And Michael Angelo having stopped, I proceeded:

"It is also a great thing that a great master, although he may wish and work hard to do so, cannot so change or injure his hand as to paint something appearing to have been done by an apprentice, for whoever carefully examines such a thing, will find in it some sign by which he will know that it was done by the hand of a skilful person. And on the contrary, one who knows little, although he may endeavour to do the smallest thing so that it may appear to have been done by a great man, will have his trouble in vain, because immediately, when placed beside the work of a great man, it will be recognised as having been done by a prentice hand. But I should like now to know something more from Senhor Michael Angelo, to see whether he agrees with my opinion, and that is that he should tell me whether it is better to paint a work quickly or slowly?"

And he answered:

"I will tell you: to do anything quickly and swiftly is very profitable and good, and it is a gift received from the immortal God to do in a few hours what another is painting during many days; for if it were not so Pausias of Sicyon would not work so hard in order to paint in one day the perfection of a child in a picture. If he who paints quickly does not on that account paint worse than one who paints slowly, he deserves therefore much greater praise. But should he through the hurry of his hand pass the limits which it is not right to pass in art, he ought rather to paint more slowly and studiously; for an excellent and skilful man is not entitled to allow his [pg 326]taste to err through his haste when thereby some part is forgotten or neglected of the great object perfection, which is what must be always sought; hence it is not a vice to work a little slowly or even to be very slow, nor to spend much time and care on works, if this be done for more perfection; only the want of knowledge is a defect.
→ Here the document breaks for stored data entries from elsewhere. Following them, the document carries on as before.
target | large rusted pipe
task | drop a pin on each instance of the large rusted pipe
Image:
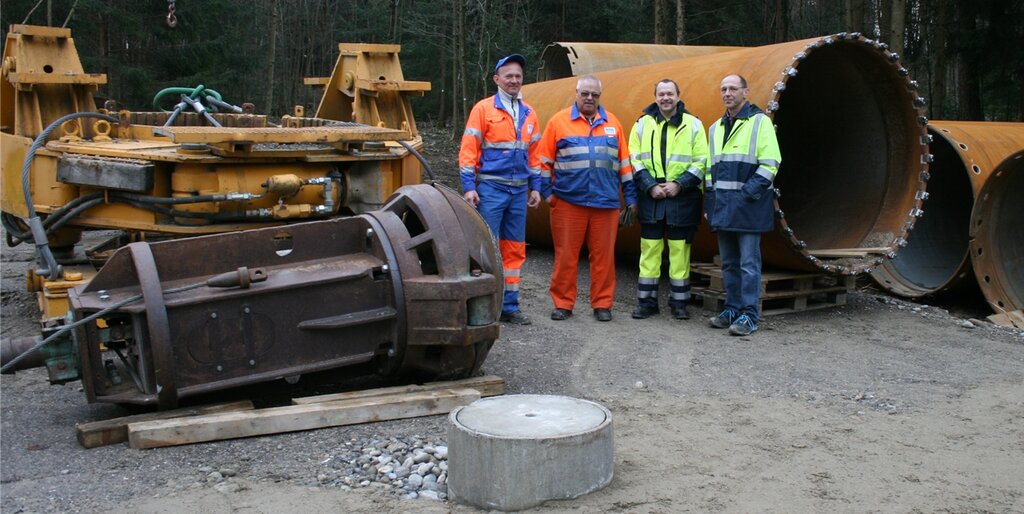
(936, 258)
(851, 130)
(562, 59)
(996, 247)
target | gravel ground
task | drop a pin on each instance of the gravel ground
(879, 405)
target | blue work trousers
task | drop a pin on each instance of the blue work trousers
(504, 209)
(741, 271)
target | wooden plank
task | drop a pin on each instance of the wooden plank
(100, 433)
(294, 418)
(849, 252)
(488, 385)
(316, 81)
(1013, 318)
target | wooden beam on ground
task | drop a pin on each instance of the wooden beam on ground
(101, 433)
(488, 385)
(159, 433)
(849, 252)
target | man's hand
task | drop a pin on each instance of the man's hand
(671, 189)
(535, 200)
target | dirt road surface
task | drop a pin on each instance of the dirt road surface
(879, 405)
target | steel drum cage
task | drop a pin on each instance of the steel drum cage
(414, 289)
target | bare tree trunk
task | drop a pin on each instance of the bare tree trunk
(897, 42)
(967, 85)
(658, 23)
(884, 15)
(939, 63)
(680, 22)
(272, 53)
(781, 20)
(855, 15)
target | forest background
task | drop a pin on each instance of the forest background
(967, 55)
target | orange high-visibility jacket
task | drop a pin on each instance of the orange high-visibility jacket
(586, 164)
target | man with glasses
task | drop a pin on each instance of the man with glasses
(585, 163)
(738, 195)
(501, 172)
(669, 153)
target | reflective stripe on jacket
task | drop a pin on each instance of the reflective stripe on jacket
(586, 164)
(494, 150)
(664, 151)
(737, 188)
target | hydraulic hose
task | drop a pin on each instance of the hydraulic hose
(99, 313)
(850, 127)
(51, 270)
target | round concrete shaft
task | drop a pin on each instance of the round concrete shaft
(515, 452)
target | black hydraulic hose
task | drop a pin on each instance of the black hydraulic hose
(223, 104)
(52, 269)
(122, 303)
(145, 199)
(14, 234)
(423, 161)
(199, 108)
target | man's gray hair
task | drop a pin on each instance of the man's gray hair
(590, 78)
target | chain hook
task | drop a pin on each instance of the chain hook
(172, 18)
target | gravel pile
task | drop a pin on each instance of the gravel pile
(411, 467)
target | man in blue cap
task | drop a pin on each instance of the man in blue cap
(500, 170)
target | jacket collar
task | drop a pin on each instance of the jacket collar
(499, 104)
(748, 111)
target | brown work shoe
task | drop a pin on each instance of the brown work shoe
(561, 314)
(516, 317)
(643, 312)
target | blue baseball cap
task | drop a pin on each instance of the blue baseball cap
(515, 57)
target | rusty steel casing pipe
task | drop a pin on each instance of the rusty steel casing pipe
(936, 259)
(996, 246)
(413, 290)
(851, 130)
(562, 59)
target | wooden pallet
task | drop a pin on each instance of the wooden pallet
(781, 292)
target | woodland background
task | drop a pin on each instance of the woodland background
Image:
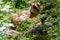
(9, 7)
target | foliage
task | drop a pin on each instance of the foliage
(52, 21)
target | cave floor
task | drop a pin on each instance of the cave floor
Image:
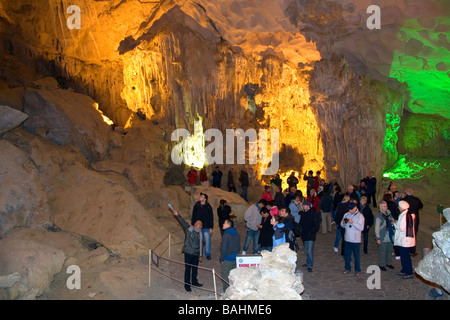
(326, 282)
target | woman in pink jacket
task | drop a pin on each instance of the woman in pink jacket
(405, 238)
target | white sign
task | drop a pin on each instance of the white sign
(248, 261)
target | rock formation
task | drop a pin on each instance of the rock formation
(435, 266)
(92, 108)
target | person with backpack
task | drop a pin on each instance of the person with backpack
(203, 211)
(279, 233)
(231, 243)
(290, 227)
(265, 231)
(309, 225)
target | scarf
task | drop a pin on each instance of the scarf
(191, 228)
(409, 225)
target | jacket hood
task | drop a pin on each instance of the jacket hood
(231, 231)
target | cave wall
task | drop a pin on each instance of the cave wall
(238, 65)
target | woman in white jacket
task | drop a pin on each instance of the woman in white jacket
(405, 238)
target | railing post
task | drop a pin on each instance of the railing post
(149, 266)
(214, 281)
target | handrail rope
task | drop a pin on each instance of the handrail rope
(169, 276)
(192, 265)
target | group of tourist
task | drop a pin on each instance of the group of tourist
(285, 217)
(194, 178)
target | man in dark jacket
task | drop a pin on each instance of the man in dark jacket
(203, 211)
(368, 221)
(193, 247)
(309, 224)
(217, 177)
(280, 200)
(414, 206)
(371, 183)
(244, 181)
(231, 244)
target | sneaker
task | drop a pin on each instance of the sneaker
(197, 284)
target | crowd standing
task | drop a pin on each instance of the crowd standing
(287, 217)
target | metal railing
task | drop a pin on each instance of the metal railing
(154, 264)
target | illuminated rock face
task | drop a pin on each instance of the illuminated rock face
(246, 64)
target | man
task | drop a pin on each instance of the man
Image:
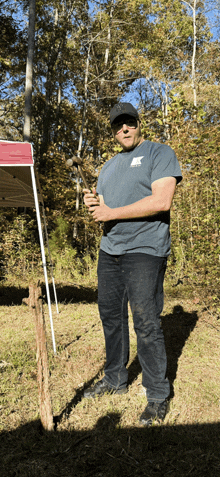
(135, 191)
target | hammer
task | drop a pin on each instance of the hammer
(76, 162)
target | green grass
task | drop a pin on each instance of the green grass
(102, 437)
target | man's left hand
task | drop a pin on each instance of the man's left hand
(102, 213)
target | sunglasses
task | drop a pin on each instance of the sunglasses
(131, 123)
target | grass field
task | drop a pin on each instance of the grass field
(102, 437)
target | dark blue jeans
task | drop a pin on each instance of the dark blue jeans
(137, 278)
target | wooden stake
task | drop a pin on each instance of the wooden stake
(46, 414)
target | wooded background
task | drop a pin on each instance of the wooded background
(161, 56)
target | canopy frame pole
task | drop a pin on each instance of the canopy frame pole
(43, 254)
(50, 259)
(46, 235)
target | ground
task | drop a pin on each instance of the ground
(102, 437)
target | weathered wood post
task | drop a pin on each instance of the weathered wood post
(46, 414)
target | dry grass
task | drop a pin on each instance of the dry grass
(102, 437)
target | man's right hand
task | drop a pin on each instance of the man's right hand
(91, 198)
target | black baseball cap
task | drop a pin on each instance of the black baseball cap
(123, 108)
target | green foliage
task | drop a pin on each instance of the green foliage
(20, 250)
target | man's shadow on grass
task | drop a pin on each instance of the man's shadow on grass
(177, 327)
(67, 294)
(110, 450)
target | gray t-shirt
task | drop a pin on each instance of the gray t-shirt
(127, 178)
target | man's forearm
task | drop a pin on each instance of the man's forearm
(143, 208)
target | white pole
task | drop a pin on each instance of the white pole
(43, 255)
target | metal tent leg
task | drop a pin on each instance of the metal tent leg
(43, 255)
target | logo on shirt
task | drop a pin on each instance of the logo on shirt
(136, 161)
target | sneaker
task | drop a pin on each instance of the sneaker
(102, 387)
(155, 411)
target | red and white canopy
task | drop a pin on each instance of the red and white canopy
(18, 189)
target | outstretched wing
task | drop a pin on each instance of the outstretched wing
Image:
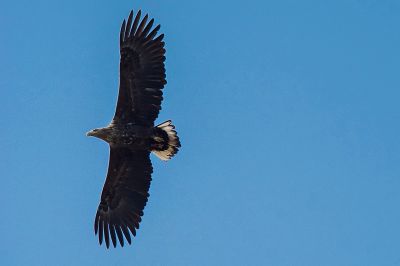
(142, 71)
(124, 195)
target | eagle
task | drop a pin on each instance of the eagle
(131, 135)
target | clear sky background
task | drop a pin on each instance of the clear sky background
(288, 112)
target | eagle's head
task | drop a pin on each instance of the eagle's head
(101, 133)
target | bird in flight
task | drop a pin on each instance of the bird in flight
(131, 134)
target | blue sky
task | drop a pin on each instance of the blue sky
(289, 119)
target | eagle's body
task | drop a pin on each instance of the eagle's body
(131, 134)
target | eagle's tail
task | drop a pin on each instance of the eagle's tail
(166, 141)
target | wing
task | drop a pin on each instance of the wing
(142, 72)
(124, 195)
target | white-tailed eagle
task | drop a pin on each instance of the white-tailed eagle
(131, 134)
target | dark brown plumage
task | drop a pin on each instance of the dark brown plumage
(131, 134)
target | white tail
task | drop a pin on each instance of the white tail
(173, 144)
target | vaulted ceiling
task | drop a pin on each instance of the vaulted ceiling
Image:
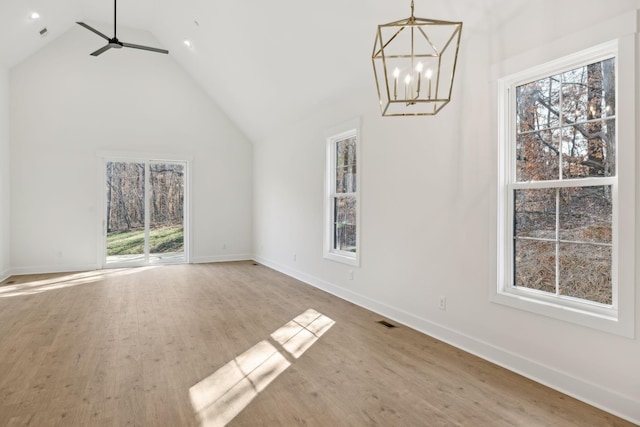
(264, 63)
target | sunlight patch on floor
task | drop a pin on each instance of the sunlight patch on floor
(220, 397)
(59, 282)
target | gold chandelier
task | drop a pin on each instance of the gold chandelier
(414, 62)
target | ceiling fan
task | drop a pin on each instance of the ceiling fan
(114, 42)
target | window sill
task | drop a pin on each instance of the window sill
(597, 317)
(344, 258)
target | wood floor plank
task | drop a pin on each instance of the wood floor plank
(129, 346)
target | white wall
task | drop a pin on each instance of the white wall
(66, 106)
(429, 217)
(4, 173)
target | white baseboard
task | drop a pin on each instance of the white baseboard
(53, 269)
(608, 400)
(221, 258)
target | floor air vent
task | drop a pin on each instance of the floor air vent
(387, 324)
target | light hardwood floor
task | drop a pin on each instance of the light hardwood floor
(125, 347)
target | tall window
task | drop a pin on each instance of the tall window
(559, 196)
(562, 189)
(341, 218)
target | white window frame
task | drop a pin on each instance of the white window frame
(350, 129)
(618, 318)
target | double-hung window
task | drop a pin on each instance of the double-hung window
(559, 195)
(342, 197)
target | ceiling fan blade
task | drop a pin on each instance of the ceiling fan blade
(82, 24)
(137, 46)
(101, 50)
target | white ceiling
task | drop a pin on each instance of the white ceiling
(264, 63)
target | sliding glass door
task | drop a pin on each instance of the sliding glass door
(144, 216)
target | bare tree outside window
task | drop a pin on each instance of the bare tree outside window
(565, 139)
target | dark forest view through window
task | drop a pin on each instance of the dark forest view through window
(133, 234)
(565, 167)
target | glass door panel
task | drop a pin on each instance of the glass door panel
(125, 212)
(145, 213)
(166, 212)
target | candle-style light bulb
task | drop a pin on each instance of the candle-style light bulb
(419, 73)
(396, 74)
(407, 83)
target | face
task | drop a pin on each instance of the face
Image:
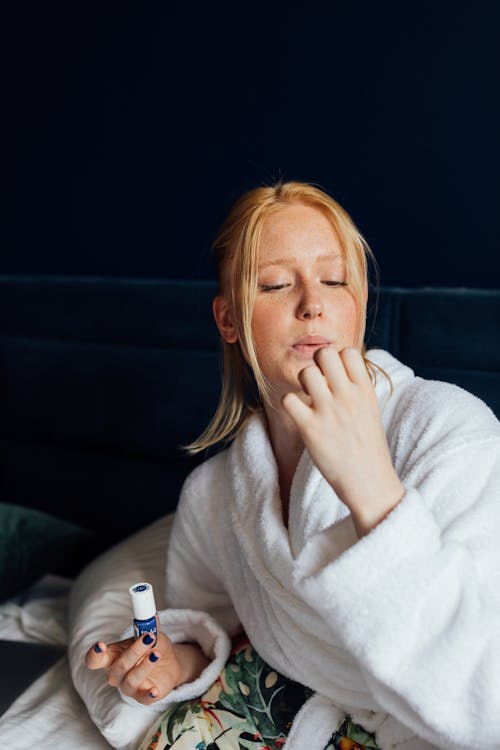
(303, 299)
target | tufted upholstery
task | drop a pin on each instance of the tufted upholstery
(101, 380)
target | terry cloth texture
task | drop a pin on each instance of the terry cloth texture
(249, 706)
(401, 629)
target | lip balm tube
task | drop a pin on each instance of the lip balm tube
(144, 607)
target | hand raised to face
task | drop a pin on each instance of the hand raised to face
(342, 429)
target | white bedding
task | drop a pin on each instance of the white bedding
(50, 713)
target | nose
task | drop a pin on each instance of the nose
(310, 305)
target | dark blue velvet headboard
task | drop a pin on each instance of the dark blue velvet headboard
(101, 380)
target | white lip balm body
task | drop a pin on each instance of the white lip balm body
(143, 604)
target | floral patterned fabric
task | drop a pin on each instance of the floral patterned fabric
(249, 707)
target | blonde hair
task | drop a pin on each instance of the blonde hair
(244, 387)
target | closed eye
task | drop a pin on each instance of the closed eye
(272, 287)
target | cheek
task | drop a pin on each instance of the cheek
(349, 322)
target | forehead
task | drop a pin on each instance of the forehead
(296, 230)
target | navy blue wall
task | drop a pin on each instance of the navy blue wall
(131, 129)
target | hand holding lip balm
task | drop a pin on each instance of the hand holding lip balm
(144, 607)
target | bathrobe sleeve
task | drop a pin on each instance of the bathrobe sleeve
(199, 608)
(417, 601)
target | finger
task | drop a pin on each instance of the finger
(138, 681)
(313, 382)
(97, 656)
(331, 365)
(295, 408)
(129, 658)
(102, 655)
(354, 365)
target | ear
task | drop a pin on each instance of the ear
(224, 319)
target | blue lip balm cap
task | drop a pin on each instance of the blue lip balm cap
(144, 608)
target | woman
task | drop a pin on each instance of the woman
(362, 569)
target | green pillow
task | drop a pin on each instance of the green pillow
(33, 543)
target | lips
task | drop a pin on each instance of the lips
(307, 345)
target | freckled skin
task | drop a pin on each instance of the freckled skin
(306, 256)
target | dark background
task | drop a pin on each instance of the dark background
(130, 129)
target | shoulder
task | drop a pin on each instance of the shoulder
(425, 414)
(445, 406)
(204, 487)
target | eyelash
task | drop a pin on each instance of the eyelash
(278, 287)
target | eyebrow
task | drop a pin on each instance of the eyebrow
(291, 259)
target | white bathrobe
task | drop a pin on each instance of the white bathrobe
(400, 629)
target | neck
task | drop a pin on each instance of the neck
(287, 447)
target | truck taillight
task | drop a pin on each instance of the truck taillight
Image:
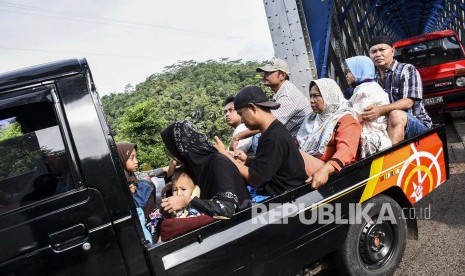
(460, 82)
(459, 71)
"And I wish to tell you, Francisco d'Ollanda, of an exceedingly great beauty in this science of ours, of which perhaps you are aware, and which I think you consider the highest, namely, that what one has most to work and struggle for in painting is to do the work with a great amount of labour and study in such a way that it may afterwards appear, however much it was laboured, to have been done almost quickly and almost without any labour, and very easily, although it was not. And this is a very excellent beauty, at times some things are done with little work in the way I have said, but very seldom: most are done by dint of hard work and appear to have been done very quickly.